BOEING ANNOUNCES EXCELLENT PROFITS AND CONSOLIDATES DEFENCE DIVISION
01 Feb 06. AP reported on Wednesday that Boeing’s fourth-quarter earnings more than doubled as the huge aerospace company’s resurgent commercial airplane division posted strong gains. The company also raised its profit outlook for 2006, citing better operating performance.
Its shares rose $3.23, or 4.7 percent, to $71.54 in premarket trading, approaching the high end of its 52-week range of $50.07 to $72.40. Boeing’s fourth-quarter net income rose to $460m, or 58 cents per share, up from $186m, or 23 cents per share a year earlier. Analysts were expecting 44 cents a share, based on the consensus estimate by Thomson Financial.

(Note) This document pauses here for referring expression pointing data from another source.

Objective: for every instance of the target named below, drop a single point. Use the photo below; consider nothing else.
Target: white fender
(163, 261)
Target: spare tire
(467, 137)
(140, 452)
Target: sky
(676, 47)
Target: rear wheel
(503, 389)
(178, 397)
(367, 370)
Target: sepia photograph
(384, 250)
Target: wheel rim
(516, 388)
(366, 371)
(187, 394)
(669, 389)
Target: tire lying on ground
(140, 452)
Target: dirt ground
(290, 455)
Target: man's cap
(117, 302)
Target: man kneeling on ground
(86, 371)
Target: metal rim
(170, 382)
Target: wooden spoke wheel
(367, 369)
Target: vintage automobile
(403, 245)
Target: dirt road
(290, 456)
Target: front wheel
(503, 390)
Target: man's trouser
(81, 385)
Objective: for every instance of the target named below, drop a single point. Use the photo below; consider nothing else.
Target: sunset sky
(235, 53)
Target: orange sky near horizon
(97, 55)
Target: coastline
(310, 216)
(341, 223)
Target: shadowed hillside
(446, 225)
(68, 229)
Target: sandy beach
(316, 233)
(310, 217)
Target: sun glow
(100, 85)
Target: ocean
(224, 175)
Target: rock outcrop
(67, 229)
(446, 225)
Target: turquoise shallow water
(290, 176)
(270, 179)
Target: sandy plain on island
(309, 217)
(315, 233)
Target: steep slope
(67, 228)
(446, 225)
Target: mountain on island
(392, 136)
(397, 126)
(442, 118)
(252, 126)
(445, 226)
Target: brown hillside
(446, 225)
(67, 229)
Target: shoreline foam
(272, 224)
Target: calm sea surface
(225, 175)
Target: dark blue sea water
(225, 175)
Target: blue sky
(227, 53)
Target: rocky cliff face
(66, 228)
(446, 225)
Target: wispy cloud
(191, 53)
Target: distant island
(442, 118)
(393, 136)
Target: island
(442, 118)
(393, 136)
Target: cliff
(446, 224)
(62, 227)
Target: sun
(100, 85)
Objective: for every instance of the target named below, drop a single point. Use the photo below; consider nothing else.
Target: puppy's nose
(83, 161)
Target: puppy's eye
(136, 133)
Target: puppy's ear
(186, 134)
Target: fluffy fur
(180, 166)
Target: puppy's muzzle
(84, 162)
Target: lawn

The year-ago profit was depressed by heavy charges for ending production of its 717 jet and writing off its loss of a controversial Pentagon contract.
Boeing said fourth-quarter revenue grew 7 percent to $14.2bn, up from $13.3bn a year earlier but below Wall Street estimates of $14.8bn.
Boeing’s Seattle-based commercial airplane division had operating earnings of $330m, (2004:($149m).
Boeing Chairman and CEO Jim McNerney said in a statement that Boeing will focus on several new growth and productivity initiatives to further boost performance.
“Our results and improved outlook reflect a strong commitment to growth, expanding margins and improving how we do business every day,” McNerney said.
For the full year, Boeing’s net profits grew 37 percent to $2.6bn, capping a year in which it closed the gap on Airbus for the world’s top spot in commercial aviation despite a four-week strike at its production facilities. Boeing’s earnings amounted to $3.20 a share in 2005 versus $1.87bn, or $2.30 a share, a year ago. The strike shaved off $2.3 bn in annual revenue, which still grew 4.3 percent, (2004: $54.8bn).
Boeing said the commercial airplane outlook is “very strong” and reiterated its expectation to deliver 395 planes in 2006. Toulouse, France-based Airbus SAS said earlier this month it unexpectedly beat Boeing’s tally for jet orders last year. But Boeing surpassed Airbus in value terms after winning 70 percent of global orders for larger, pricier planes, led by its fuel-efficient 787 Dreamliner.
Revenue from Boeing’s defense unit grew 7 percent to $8.1bn. The company said its C-17 transport plane led an 18 percent increase in sales of aircraft and weapon systems, which totaled $3.1bn. Operating profits from defense rose 37 percent to $924m. Boeing increased its 2006 earnings per share forecast to between $3.25 and $3.45, up from $3.10 to $3.30, citing better operating performance and a lower-than-expected tax charge in the first quarter. The company cut its 2006 revenue outlook from $62bn to $60bn because of an accounting change. It also issued a 2007 profit forecast of $4.10 to $4.30 per share, in line with analysts’ estimates of $4.15.
On January 27th, Jim Albaugh, President and CEO of Boeing Integrated Defense Systems (IDS), announced a significant restructuring of that unit in order to enhance customer focus and improve productivity.
“Since the creation of Boeing IDS more than three-and-a-half years ago, our team has enjoyed considerable success in growing our business by focusing on the enduring needs of our customers and providing innovative solutions,” Albaugh said.
“The bold steps we’re taking today will enable us to more effectively address future and evolving requirements for integrated, capability-driven solutions at reduced costs across the markets we serve. The announced organization will continue our customer focus, improve our ability to execute and position Boeing for sustainable, long-term growth and profitability in a changing market environment.”
Over the next few weeks, operations will be consolidated into three business profit and loss centers organized around capabilities.